As tokenized bank deposits gain regulatory support, adoption of bank-issued digital tokens is poised to accelerate, potentially drawing liquidity away from major stablecoins. Past incidents—such as TerraUSD’s 2022 collapse and USDC’s temporary depeg during the Silicon Valley Bank crisis—underscore vulnerabilities in privately issued stablecoins.
JPMorgan is readying a dual strategy: testing its permissioned tokenized deposit coin (JPMD) on the Base blockchain for instant interbank settlements and engaging in stablecoin industry groups to explore cross-border payments and capital markets use cases. Crypto traders should monitor the rollout of tokenized deposit platforms and prepare for shifts in stablecoin market dynamics.
Bearish
Regulators’ shift toward tokenized bank deposits suggests reduced demand for privately issued stablecoins like USDT and USDC. In the short term, traders may reallocate capital from existing stablecoins toward regulated bank tokens, leading to decreased stablecoin liquidity and potential price pressure on stablecoin-related trading pairs.
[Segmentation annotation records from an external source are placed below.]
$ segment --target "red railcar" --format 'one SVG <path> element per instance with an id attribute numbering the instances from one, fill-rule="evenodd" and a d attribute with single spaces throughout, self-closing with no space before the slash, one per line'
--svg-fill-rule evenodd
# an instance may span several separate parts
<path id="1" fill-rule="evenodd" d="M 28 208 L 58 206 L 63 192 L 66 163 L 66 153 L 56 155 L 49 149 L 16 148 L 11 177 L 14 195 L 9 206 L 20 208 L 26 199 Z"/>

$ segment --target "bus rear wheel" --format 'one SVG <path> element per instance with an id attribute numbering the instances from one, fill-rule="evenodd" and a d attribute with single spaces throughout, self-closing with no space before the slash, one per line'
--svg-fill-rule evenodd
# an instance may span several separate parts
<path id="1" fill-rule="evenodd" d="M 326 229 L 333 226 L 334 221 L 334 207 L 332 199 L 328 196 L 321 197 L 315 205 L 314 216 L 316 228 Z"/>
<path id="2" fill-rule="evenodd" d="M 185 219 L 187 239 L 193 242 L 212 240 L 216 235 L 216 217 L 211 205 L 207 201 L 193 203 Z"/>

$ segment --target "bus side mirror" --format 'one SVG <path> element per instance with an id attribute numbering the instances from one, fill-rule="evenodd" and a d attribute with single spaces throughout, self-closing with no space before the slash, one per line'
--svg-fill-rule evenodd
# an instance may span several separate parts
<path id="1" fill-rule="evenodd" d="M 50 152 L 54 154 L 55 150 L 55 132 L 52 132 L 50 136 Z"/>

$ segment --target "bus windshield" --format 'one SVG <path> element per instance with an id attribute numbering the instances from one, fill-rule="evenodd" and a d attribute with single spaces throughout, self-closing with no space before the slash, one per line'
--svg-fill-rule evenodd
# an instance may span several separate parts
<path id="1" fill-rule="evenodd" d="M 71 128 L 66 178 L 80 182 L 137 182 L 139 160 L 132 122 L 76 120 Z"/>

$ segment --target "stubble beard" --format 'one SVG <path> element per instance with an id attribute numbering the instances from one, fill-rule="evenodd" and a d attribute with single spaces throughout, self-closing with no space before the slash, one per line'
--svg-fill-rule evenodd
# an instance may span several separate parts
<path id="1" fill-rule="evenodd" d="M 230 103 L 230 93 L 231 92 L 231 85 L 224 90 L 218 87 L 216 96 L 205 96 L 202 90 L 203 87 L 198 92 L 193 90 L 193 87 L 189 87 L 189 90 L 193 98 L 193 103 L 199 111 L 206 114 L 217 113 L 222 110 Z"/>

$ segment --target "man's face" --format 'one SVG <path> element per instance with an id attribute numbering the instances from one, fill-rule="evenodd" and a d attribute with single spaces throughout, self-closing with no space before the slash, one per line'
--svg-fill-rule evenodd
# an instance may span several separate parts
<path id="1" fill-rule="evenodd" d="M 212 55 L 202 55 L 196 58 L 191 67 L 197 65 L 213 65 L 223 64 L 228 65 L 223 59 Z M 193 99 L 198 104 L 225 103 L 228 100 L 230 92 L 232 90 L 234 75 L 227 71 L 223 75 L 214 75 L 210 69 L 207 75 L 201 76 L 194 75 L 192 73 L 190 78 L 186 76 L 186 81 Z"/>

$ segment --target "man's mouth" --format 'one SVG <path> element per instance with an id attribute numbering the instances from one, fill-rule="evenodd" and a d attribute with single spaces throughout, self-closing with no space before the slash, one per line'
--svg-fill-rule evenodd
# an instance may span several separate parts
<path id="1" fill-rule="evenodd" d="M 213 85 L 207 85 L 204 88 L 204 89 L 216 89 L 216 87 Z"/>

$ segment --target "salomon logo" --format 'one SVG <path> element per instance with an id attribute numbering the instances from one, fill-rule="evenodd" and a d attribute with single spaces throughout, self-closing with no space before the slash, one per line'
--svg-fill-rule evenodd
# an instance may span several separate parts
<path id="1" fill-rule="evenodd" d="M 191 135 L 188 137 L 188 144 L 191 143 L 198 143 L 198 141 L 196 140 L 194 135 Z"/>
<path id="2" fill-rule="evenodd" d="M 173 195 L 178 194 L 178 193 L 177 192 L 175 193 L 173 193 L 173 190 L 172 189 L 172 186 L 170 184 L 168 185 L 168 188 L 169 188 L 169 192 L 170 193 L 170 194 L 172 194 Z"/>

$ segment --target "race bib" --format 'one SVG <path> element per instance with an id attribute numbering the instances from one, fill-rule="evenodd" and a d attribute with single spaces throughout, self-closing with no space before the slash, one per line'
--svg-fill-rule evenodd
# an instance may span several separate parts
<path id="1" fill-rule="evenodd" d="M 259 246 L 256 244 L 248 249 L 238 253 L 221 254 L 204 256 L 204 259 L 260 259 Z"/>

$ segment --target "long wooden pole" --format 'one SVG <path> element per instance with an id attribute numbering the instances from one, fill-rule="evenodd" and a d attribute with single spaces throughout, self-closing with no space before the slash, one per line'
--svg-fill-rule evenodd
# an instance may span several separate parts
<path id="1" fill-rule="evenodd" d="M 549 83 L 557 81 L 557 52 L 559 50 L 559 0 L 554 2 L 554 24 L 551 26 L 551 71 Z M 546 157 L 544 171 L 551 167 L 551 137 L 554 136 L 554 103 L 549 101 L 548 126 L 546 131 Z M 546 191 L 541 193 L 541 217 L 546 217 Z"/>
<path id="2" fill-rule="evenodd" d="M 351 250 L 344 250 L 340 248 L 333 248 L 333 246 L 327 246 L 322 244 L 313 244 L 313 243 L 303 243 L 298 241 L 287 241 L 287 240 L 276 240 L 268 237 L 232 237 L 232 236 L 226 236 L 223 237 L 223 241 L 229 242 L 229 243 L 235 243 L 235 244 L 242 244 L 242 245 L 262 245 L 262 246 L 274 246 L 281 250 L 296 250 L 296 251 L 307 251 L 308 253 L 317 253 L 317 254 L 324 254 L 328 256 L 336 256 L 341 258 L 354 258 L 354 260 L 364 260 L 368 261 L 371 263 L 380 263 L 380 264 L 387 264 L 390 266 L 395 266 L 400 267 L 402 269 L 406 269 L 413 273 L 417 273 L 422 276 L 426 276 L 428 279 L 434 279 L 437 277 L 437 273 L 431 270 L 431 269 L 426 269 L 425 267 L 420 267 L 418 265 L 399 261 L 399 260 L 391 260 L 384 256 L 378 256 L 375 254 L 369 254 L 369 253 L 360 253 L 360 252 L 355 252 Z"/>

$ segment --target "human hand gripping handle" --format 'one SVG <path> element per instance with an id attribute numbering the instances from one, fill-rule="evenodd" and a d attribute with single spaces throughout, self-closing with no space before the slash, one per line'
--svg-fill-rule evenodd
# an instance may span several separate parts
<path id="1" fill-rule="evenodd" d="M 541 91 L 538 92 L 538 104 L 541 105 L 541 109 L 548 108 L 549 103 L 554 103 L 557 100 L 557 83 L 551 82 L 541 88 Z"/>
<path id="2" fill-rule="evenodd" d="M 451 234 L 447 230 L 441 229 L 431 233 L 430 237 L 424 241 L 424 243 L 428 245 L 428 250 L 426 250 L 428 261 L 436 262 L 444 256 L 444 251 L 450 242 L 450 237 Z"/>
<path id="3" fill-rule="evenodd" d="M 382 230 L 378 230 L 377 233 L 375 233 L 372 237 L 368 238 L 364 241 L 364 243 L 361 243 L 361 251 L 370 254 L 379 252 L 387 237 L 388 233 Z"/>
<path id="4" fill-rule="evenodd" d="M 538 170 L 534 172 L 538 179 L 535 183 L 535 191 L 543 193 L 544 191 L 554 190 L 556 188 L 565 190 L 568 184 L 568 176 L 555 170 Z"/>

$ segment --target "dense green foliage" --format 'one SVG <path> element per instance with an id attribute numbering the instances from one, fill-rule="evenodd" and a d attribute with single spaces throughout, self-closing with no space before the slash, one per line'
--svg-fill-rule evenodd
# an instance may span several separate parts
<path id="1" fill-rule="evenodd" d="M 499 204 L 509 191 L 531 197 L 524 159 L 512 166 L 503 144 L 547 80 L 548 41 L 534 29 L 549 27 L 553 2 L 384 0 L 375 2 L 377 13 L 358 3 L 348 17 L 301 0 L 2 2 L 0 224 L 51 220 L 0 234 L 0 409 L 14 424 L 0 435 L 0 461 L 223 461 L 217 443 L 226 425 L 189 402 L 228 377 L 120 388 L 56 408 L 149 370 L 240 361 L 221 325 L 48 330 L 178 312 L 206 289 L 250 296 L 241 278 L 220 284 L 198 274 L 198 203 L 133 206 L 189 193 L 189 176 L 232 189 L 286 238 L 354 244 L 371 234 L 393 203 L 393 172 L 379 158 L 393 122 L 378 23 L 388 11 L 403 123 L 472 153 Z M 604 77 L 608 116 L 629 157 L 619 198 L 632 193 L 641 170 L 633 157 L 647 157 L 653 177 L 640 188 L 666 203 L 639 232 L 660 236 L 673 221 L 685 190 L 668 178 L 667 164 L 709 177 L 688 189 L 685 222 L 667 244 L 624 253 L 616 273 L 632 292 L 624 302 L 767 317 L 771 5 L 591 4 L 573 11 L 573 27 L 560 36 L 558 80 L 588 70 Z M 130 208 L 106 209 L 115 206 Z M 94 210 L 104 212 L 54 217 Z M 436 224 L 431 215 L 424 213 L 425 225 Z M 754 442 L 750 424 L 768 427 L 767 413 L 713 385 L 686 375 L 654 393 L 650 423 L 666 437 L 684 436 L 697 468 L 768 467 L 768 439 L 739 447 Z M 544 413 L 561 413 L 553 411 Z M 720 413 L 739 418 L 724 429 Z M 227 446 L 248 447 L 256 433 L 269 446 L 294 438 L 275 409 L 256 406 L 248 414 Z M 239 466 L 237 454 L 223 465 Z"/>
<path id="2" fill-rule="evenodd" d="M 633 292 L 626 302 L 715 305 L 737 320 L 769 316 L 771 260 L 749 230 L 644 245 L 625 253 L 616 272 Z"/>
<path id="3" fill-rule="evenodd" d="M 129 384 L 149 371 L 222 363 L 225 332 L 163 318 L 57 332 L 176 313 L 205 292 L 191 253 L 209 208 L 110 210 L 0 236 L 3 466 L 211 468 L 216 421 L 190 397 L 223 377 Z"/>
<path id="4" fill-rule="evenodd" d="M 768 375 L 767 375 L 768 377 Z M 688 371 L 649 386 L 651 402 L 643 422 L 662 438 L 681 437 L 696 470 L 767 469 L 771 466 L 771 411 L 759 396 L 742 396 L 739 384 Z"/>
Over the long term, established stablecoins may face market share erosion as deposit tokens gain adoption, potentially triggering lower growth rates and reduced transaction volumes. While overall systemic risk decreases, the stablecoin sector may experience a bearish outlook until regulatory clarity and integration with bank-issued tokens stabilizes market dynamics.